As Wall Streeters go, John Thain had done a pretty impressive job of maintaining his reputation amid the financial carnage of the past couple years. But I’m starting to wonder if any of the Wall Street establishment is going to come out of this mess looking even remotely respectable.
Thain had risen through the ranks at Goldman Sachs. When it became clear that he wasn’t going to rise to the very top of those ranks, he took over as CEO of the New York Stock Exchange and orchestrated a surprisingly peaceful transition into the modern electronic era. Then he went to Merrill Lynch to clean up the mess that Stan O’Neal had made, sold out just in time to Bank of America, and seemed to win the confidence of B of A CEO Ken Lewis.

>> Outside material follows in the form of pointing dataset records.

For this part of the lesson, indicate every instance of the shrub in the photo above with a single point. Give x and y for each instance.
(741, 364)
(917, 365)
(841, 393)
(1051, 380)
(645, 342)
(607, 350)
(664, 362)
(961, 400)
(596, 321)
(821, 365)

Scratch that last part. Today—with the play-by-play reported by Charlie Gasparino on CNBC—Lewis hauled Thain into his office and fired him. The biggest issue was clearly Merrill’s $15 billion in fourth quarter losses and, according to the WSJ, Lewis’s aggravation that he didn’t hear about them from straight from Thain. But there was some other stuff too:
The Bank of America CEO also concluded Mr. Thain has exercised “poor judgment” on a number of fronts. He left for a vacation in Vail, Colo., after the losses came to light, bonus payments at Merrill were accelerated so they could be collected before the end of the year and Mr. Thain had planned to fly this week to Davos, Switzerland, even though Bank of America had signaled that such a trip was not a good idea …
Plus this from Gasparino:
Thain spent $1.22 million of company money to refurbish his office at Merrill Lynch headquarters in lower Manhattan. The biggest piece of the spending spree: $800,000 to hire famed celebrity designer Michael Smith, who is currently redesigning the White House for the Obama family for just $100,000.
My impression is that this is all basically stuff that top Wall Street executives do. Or at least have done. I really think most of them—even the pretty smart ones like Thain—still don’t get how much smaller and poorer and less popular their industry is likely to be in the coming years.